AIMultiple ResearchAIMultiple ResearchAIMultiple Research
We follow ethical norms & our process for objectivity.
This research is not funded by any sponsors.
Workload automationGenAI
Updated on Mar 22, 2025

Discover 8 SAP BTP Generative AI Tools in 2025

70% of 500 top-tier IT leaders indicated that they plan to prioritize generative AI for their businesses in the next year according to generative AI stats. 80% of big tech firms have already invested in generative AI. SAP, as one of the big tech firms, is developing SAP BTP generative AI capabilities. 

In this article, we will cover SAP BTP generative AI hub, the tools in this hub and their functionalities, the tools outside of the hub, and use cases and benefits of leveraging generative AI in SAP solutions.

The visual summarizes the generative AI Hub architecture. It shows the API connection between the Hub with playground client and libraries to customize and build LLMs.
Figure 1: Generative AI Hub architecture 1

What is SAP BTP Generative AI hub?

The SAP Generative AI hub facilitates the development of AI-powered extensions and applications on the SAP Business Technology Platform (BTP). This hub grants access to various large language models (LLMs) from multiple providers. Its integration involves several steps: 

  • Creating an SAP AI Core service instance
  • Configuring an LLM referencing a provider-specific executable
  • Deploying the configuration via the SAP AI Launchpad UI or the SAP AI Core APIs.

Once deployed, SAP AI Core generates a unique URL for accessing the LLM, enabling the infusion of generative AI capabilities into applications.

SAP BTP also helps integrating these LLMs into other SAP-certified tools and apps (e.g Redwood and SAP), such as:

Here is a video explaining this Hub in SAP AI:

8 SAP BTP GenAI hub components

2 GenAI hub components to manage AI deployments

As it can be seen in Figure 2 below, the hub consists of two main components:

  1. SAP AI Launchpad is a platform within the AI Hub in SAP that facilitates deployment and management of AI models.

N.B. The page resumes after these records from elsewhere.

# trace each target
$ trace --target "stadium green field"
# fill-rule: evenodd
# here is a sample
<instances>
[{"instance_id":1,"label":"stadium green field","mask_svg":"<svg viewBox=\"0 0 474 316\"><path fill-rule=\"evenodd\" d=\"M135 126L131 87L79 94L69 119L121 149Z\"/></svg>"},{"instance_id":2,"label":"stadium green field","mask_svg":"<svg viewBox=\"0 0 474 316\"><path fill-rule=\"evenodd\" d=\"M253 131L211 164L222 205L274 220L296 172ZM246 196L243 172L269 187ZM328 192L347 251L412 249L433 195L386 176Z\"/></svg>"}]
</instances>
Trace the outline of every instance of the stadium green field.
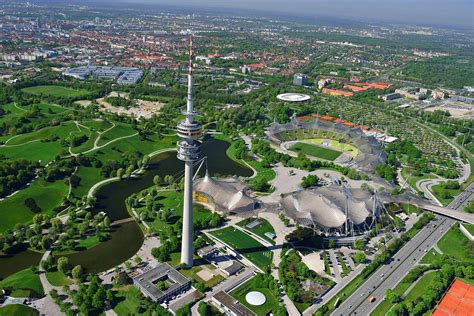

It allows users to configure and instantiate AI deployments across SAP business applications.
  2. SAP AI Core infrastructure refers to embedded generative AI solutions and services. SAP AI core integrates to Kubernetes infrastructure, proxies and AI workloads to manage AI model lifecycles and improve global SAP solution implementations. 
The image show SAP BTP generative AI architecture at the broader SAP ecosystem.
Figure 2: The SAP BTP generative AI architecture 2

3 Tools & services in the GenAI hub

SAP BTP generative AI hub offers some features and services, which are listed as:

3. Document Information Extraction

SAP BTP improves its Document Information Extraction service with generative AI capabilities. The new premium version’s features include: 

  • Automated extraction of unstructured data by specifying required fields or providing document files to the Document API
  • Automatic upgrading of the documents by matching the document with extra information via enrichment data API
  • Multilingual support for over 40 languages
  • Elimination of manual annotation and resource-intensive machine learning training.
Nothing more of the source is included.